Can Kruskal-Wallis test be used for count data

anovahypothesis testingkruskal-wallis test”rregression

I collected positive count data, specifically the number of infected leaves per plant, as part of my experiment. To treat the plants, I placed them in the field for a week using four different treatments. Afterward, I brought them back to a controlled environment, counted the number of infected leaves, and DISCARDED the plants. I repeated this process with fresh plants in the following week. This is not a time series data. Treatments were applied for a week at both locations, so the duration of each treatment was the same. Plot size, treatment duration and sample material were identical.

Now, I'm interested in comparing the infection rates across different months. I would like to determine if there are any significant differences. My question is whether I can use the Kruskal-Wallis test for this purpose. I understand that the Kruskal-Wallis test is typically used when the response variable exhibits some form of hierarchy or ordinality, while my data consists of count values. Would it be appropriate if I calculate the mean number of infected leaves per month and then compare the monthly means using Kruskal Wallist test?

Note: I tried Poisson regression but they choose one month as a reference group, so the results do not make sense. I tried different months as a reference group, but results are still the same.

Best Answer

First, the default ordering of a categorical predictor in R is alphabetical, so "August" is chosen here for the regression. You can re-order the months any way that you want. I'd recommend coding the months in order in that categorical month predictor, as in your graph, to simplify your view of the modeled outcomes.

Part of your problem is that there seem to be no infected leaves in either May or November. That will tend to give extreme coefficient estimates and associated standard errors, similar to what's seen with perfect separation in logistic regression.

If the month is either May or November, you seem to know (at least from these data) that there will be no infected leaves, just as for some predictor combinations in a logistic regression model you might seem to know that all cases had (or didn't have) the binary outcome. That probably also accounts for the extreme dispersion parameter in the quasi-Poisson fit. If there's a good reason not to expect any counts in those months (for example, May is too early in the year for any leaves and November too late), maybe just omit those months from your analysis and report why you did so.

You don't have any offset in your Poisson model to take into account the total number of leaves, which would be needed if you are interested in infection rates per leaf. Thus what you are modeling seems just to be the total number of infected leaves regardless of how many leaves there were. That is OK in principle, but it might not be what your readers are expecting at first glance when you talk about "incidence rates."

With the default log link of the Poisson model, the (Intercept) of 4.27 should represent the log of the mean number of infected leaves in the reference month of August. The mean value itself is what's reported as the (Intercept) in the tab_model() output. If you analyzed per-plant data for about 12 plants in August and the graph of Raw Data is the sum of infected leaves over all the plants for each month, those values seem to represent that raw-data point (approx. 850 total infected leaves) pretty well.

What you see as a failure of the model to represent reality comes from a misunderstanding of the regression coefficients.

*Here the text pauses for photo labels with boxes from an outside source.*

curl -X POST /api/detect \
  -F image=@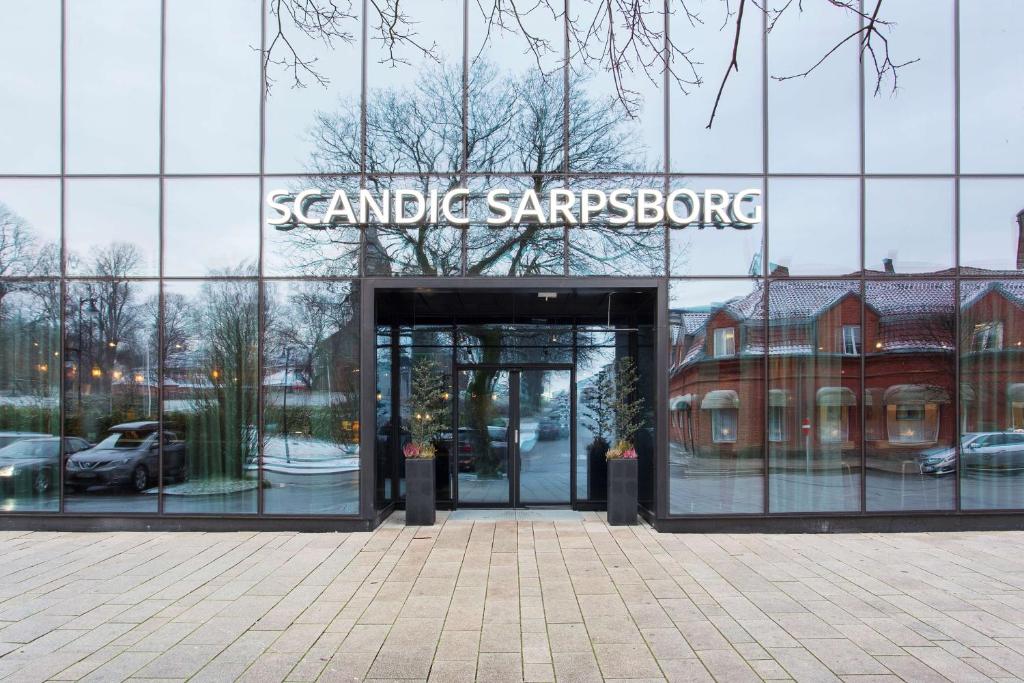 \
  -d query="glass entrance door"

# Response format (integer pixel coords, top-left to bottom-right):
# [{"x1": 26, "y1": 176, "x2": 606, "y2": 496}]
[{"x1": 455, "y1": 366, "x2": 572, "y2": 507}]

With the default "treatment" coding of categorical predictors in R, the regression coefficients for the non-reference months are the differences in the log of the mean counts of each month from the August reference month.* Thus September has a higher log-mean count (positive coefficient) than does August, while the other months have lower values (negative coefficients) on that scale. The "incidence rate ratios" derived by tab_model() from the Poisson model are the ratios of counts relative to the counts of the August reference month. September's ratio is greater than 1; those of the other months are all less than 1.

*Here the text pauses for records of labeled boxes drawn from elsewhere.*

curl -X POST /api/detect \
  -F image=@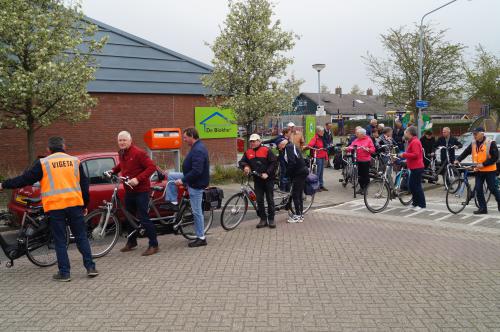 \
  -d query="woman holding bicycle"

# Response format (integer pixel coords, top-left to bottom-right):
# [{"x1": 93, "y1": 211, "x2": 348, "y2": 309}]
[
  {"x1": 347, "y1": 127, "x2": 375, "y2": 194},
  {"x1": 400, "y1": 126, "x2": 425, "y2": 209},
  {"x1": 306, "y1": 126, "x2": 328, "y2": 191}
]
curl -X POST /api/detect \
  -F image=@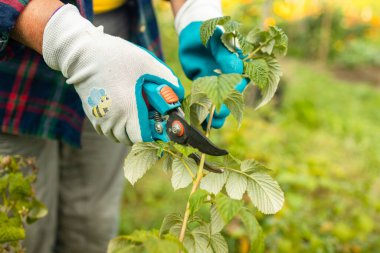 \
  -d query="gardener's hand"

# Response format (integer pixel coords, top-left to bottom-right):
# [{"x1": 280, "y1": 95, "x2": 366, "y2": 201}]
[
  {"x1": 42, "y1": 5, "x2": 184, "y2": 143},
  {"x1": 175, "y1": 0, "x2": 247, "y2": 128}
]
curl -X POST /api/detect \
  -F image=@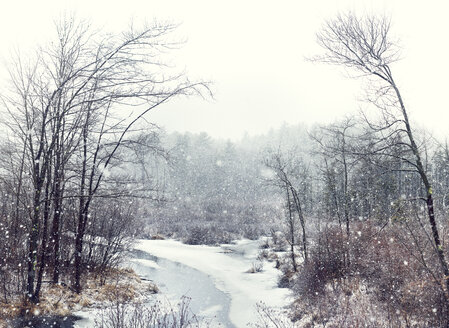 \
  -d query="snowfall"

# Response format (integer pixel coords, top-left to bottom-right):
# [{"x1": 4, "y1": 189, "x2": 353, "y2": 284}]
[{"x1": 74, "y1": 239, "x2": 293, "y2": 327}]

Those values are all consistent with the raw data. Looking at the October outcome as an example, interpreted correctly as differences in logs (coefficients) or as ratios (tab_model()), those seem also to represent the raw data of about 540 counts over about 12 plants.

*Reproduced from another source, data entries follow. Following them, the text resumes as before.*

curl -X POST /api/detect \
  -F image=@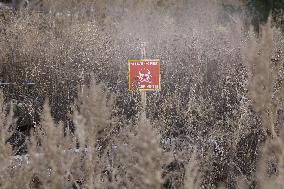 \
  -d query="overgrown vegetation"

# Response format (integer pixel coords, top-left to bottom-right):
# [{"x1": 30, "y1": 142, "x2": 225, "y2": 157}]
[{"x1": 0, "y1": 0, "x2": 284, "y2": 189}]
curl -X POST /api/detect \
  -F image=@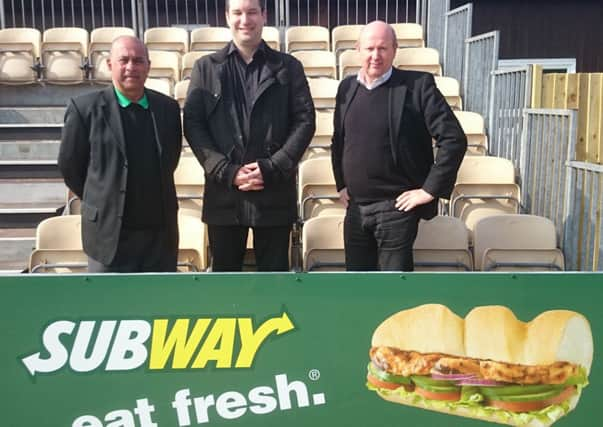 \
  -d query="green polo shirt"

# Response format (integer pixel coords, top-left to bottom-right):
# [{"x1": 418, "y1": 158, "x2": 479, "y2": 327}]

I hesitate to recommend this, but you could get results in the form that you want by omitting the intercept from the model (inluding a -1 term in the formula). For a very simple model like this you will then get separate estimates of log-mean-counts for each month.

The reason I hesitate to recommend that is that you presumably will modify the model to take into account treatments and so forth. Without an intercept in a model you will almost certainly end up with even more confusion in even a slightly more complicated model. I tend to use the default "treatment" coding in R and then use post-modeling tools like those in the R emmeans package to get the individual estimates I need.


*That's true for all regression models with "treatment" or "dummy" coding. If there's an intercept, then the Intercept is the estimated outcome at reference conditions and regression coefficients represent differences from the intercept.